Observa-se frequentemente, nos dias de hoje, um fenómeno de grande polarização de ideias face a questões altamente complexas. Como se a realidade de questões profundas como a pobreza ou a guerra se pudessem equiparar a questões triviais como “qual a tua cor preferida”, ou outras simplificadas nos “testes” das revistas leves da adolescência “preferes campo ou praia? Dia ou noite? Café ou chá?”.
As redes sociais trouxeram facilidade na discussão pública de todos os assuntos. Todos se sentem impelidos a partilhar a sua opinião sobre todos os temas. De forma rápida, leve, descomprometida e, pior, sem informação ou argumentos que a sustentem. Além disso, as redes sociais amplificam vozes extremas e reforçam bolhas informativas, incentivando interações emocionais e promovendo narrativas simplistas de “nós contra eles”. A forma como os algoritmos funcionam faz com que se tornem mais salientes os conteúdos controversos e que geram ânimos exaltados, criando o ambiente perfeito para que teorias da conspiração e ideias polarizadas prosperem.
É para se aproveitar do funcionamento psicológico que os algoritmos das redes sociais são programados (e os “influenciadores” aprendem a jogar com tais algoritmos para potenciar o alcance dos seus conteúdo).

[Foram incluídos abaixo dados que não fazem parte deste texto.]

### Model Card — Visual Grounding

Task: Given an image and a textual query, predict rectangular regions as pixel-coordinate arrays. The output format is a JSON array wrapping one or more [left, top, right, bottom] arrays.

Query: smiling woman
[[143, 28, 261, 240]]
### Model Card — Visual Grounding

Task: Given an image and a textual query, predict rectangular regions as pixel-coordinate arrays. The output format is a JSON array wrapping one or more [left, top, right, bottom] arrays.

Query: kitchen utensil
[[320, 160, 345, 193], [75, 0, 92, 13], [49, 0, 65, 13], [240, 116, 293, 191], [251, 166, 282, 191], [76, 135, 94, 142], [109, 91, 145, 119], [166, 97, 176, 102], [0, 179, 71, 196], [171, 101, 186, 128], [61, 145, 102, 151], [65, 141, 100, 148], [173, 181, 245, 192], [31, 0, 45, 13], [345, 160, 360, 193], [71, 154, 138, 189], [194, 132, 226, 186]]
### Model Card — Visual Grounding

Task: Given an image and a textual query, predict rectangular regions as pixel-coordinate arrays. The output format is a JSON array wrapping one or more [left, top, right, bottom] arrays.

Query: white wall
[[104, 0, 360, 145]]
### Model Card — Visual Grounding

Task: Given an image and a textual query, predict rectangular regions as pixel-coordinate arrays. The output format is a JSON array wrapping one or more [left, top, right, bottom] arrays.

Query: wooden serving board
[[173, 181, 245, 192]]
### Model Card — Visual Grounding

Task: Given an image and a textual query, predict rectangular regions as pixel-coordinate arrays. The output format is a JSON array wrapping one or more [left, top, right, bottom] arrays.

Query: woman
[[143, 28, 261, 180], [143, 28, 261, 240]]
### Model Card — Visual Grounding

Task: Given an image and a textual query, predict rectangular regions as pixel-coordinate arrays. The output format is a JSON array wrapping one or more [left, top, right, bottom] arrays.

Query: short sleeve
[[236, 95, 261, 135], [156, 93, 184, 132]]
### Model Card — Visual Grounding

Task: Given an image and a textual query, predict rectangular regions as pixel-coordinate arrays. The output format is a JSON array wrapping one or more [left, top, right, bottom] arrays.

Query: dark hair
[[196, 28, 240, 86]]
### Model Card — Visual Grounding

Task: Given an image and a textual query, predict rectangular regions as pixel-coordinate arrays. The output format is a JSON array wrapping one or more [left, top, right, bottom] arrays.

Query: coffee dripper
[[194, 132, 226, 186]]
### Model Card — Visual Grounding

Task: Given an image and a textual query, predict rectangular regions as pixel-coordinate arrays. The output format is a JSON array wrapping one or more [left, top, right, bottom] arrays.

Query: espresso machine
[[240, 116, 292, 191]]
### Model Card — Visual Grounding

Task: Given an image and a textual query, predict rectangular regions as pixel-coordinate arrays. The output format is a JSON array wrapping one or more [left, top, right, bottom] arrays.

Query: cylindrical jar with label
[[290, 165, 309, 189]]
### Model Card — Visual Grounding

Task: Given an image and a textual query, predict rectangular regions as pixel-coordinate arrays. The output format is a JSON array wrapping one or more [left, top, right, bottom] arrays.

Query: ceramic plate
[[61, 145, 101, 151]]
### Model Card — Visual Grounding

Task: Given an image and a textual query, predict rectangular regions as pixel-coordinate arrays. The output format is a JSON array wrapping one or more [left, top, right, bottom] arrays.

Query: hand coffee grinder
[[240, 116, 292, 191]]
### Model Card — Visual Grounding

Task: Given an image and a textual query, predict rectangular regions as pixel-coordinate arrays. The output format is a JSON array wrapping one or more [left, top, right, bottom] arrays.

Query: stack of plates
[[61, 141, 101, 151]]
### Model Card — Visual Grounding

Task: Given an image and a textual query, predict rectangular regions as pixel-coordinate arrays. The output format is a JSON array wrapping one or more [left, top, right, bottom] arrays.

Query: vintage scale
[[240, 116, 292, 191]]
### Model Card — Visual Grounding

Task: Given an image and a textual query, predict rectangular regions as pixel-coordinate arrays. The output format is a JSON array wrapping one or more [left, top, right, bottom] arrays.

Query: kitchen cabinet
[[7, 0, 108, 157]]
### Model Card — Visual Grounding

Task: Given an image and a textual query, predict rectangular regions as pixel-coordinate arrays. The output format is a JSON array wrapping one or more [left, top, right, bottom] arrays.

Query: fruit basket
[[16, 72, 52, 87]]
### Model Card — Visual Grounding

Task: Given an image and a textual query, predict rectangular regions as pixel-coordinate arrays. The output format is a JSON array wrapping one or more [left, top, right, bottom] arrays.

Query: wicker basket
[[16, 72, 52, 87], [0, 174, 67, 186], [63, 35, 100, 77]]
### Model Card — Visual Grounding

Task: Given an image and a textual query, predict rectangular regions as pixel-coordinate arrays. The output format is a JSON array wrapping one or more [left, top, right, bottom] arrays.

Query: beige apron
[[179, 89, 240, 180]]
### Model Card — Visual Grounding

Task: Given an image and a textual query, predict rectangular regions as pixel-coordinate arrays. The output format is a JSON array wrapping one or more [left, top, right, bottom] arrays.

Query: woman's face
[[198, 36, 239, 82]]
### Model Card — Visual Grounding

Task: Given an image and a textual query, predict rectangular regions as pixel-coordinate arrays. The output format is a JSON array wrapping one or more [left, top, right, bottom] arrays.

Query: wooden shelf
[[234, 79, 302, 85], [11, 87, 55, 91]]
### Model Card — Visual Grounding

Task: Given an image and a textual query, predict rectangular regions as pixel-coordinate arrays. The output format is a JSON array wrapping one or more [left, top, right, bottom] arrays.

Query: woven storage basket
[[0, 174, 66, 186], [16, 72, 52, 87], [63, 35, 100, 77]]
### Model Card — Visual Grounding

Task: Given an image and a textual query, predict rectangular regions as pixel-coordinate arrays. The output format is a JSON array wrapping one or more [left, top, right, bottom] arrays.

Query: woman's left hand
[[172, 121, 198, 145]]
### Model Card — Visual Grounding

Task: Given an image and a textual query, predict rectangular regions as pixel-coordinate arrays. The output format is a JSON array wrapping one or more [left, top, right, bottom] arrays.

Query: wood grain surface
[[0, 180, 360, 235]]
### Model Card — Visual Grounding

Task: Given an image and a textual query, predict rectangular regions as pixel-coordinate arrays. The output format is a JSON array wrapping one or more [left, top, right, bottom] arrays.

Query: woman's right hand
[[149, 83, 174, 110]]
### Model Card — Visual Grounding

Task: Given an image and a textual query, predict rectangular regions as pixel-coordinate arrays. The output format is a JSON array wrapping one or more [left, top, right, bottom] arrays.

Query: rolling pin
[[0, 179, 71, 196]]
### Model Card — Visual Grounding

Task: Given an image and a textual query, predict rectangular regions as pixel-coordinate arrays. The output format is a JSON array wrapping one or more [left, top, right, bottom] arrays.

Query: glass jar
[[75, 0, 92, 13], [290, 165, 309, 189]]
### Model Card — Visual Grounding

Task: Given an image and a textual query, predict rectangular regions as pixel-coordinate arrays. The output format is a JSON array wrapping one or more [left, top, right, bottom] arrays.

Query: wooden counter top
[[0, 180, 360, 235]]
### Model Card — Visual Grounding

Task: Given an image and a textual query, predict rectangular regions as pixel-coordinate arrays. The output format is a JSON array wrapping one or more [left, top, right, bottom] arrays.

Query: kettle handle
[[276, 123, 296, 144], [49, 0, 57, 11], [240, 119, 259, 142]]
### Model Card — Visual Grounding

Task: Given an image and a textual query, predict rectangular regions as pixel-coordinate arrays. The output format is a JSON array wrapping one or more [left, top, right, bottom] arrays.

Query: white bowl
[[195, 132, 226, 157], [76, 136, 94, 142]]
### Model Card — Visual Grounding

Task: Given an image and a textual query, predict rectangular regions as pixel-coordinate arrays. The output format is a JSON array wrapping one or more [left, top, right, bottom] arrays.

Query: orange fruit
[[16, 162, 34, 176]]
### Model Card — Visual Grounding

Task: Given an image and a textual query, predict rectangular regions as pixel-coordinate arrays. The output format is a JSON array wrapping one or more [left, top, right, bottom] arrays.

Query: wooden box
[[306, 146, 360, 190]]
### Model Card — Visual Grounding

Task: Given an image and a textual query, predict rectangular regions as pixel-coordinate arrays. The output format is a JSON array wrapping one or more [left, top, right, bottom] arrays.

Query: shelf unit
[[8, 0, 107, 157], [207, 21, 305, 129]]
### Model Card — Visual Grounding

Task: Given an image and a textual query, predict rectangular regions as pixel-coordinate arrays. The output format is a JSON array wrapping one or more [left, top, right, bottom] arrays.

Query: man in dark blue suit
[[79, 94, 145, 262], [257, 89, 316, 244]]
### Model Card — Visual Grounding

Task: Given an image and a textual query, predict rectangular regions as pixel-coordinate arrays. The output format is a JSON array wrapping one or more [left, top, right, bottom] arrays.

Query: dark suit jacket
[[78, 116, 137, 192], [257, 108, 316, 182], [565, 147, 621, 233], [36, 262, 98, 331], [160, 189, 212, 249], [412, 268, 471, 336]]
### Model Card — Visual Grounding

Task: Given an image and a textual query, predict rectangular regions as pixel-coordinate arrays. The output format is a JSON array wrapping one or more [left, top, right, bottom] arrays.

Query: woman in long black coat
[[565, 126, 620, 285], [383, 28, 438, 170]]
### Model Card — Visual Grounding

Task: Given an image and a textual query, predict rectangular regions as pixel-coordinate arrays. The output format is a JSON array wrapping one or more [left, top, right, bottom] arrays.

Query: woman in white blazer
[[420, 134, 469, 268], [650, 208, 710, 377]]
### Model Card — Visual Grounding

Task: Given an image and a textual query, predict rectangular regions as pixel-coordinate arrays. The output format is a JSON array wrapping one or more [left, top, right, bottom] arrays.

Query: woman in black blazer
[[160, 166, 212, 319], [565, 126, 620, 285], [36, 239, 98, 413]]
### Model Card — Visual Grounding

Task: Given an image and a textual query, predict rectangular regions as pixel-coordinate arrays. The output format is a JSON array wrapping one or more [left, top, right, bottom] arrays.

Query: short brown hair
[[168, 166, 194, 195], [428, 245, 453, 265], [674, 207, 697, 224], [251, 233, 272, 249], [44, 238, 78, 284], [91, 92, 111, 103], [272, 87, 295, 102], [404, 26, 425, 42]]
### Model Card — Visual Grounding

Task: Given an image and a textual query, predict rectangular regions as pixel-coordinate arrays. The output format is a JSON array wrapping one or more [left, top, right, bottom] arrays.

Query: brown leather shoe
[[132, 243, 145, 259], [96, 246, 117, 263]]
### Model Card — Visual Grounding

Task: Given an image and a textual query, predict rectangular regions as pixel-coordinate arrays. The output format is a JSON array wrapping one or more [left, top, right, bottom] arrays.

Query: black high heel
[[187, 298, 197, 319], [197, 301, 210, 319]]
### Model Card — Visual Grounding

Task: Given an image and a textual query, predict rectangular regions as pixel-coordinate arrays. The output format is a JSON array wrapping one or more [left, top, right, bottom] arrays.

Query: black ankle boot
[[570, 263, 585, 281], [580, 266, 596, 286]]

Por exemplo, amplificar a difusão de informações “PRIME” [acrónimo criado por William Brady e colegas em 2023 para PRestigious, Ingroup, Moral e Emotional] isto é, informações com prestígio, que reforcem o sentido de intra-grupo, que contenham uma mensagem moral e emocional, é fazer com que as pessoas percepcionem-nas como sendo mais polarizadas. Se são mais polarizadas, pode ser que gerem mais interacção… Mas isso não pode valer tudo.
Promover a literacia e o pensamento crítico são a chave para este problema, sendo que os psicólogos são por excelência os profissionais para intervir no âmbito da literacia digital, em que procura educar para não só se utilizar de forma consciente das redes sociais, mas criando também uma cultura de verificação de factos e análise crítica. A literacia emocional também é importante, uma vez que a forma como nos tornamos conscientes das nossas emoções pode facilitar a gestão do modo como reagimos às informações online, e assim interagir de forma mais intencional e racional com conteúdos polarizadores.
São diversos os contextos onde os psicólogos podem contribuir para uma menor polarização: seja por exemplo em contextos educativos, seja com a infância mas também com populações jovens e adultas; nas próprias redes sociais, contribuindo para discussões mais equilibradas, informadas e em que o diálogo construtivo seja o caminho para o debate sério sobre assuntos sérios; e sob a forma de consultoria, por exemplo junto das próprias plataformas digitais, em que se contribui para a criação de ambientes digitais mais saudáveis e para o desenho de intervenções que promovam interacções positivas através da diminuição dos vieses causados pelos algoritmos.
Além de cada um de nós, utilizador dos meios digitais, ganhar em criar esta consciência da necessidade de pensamento crítico, podemos, enquanto psicólogos, procurar contribuir para que nos contextos em que intervimos haja uma maior cultura de literacia e diálogo enquanto antídotos à polarização.
No fundo, ao termos uma postura activa e responsável na utilização da nossa voz nas nossas redes (profissionais, pessoais e digitais) poderemos contribuir para um ambiente informativo mais saudável e equilibrado.
PS – Debater assuntos sérios sem nos chatearmos não se faz com magia nem pozinhos de perlimpimpim e, por isso, para complementar a reflexão que propus, deixo como sugestão de leitura o livro do colega Nuno Costa: “Já Não Sei que te Diga! O Papel do Diálogo Construtivo no Nosso Dia-a-Dia”. Não há nada como a leveza do sentido do humor combinada com a seriedade da ciência psicológica para abordar estes temas.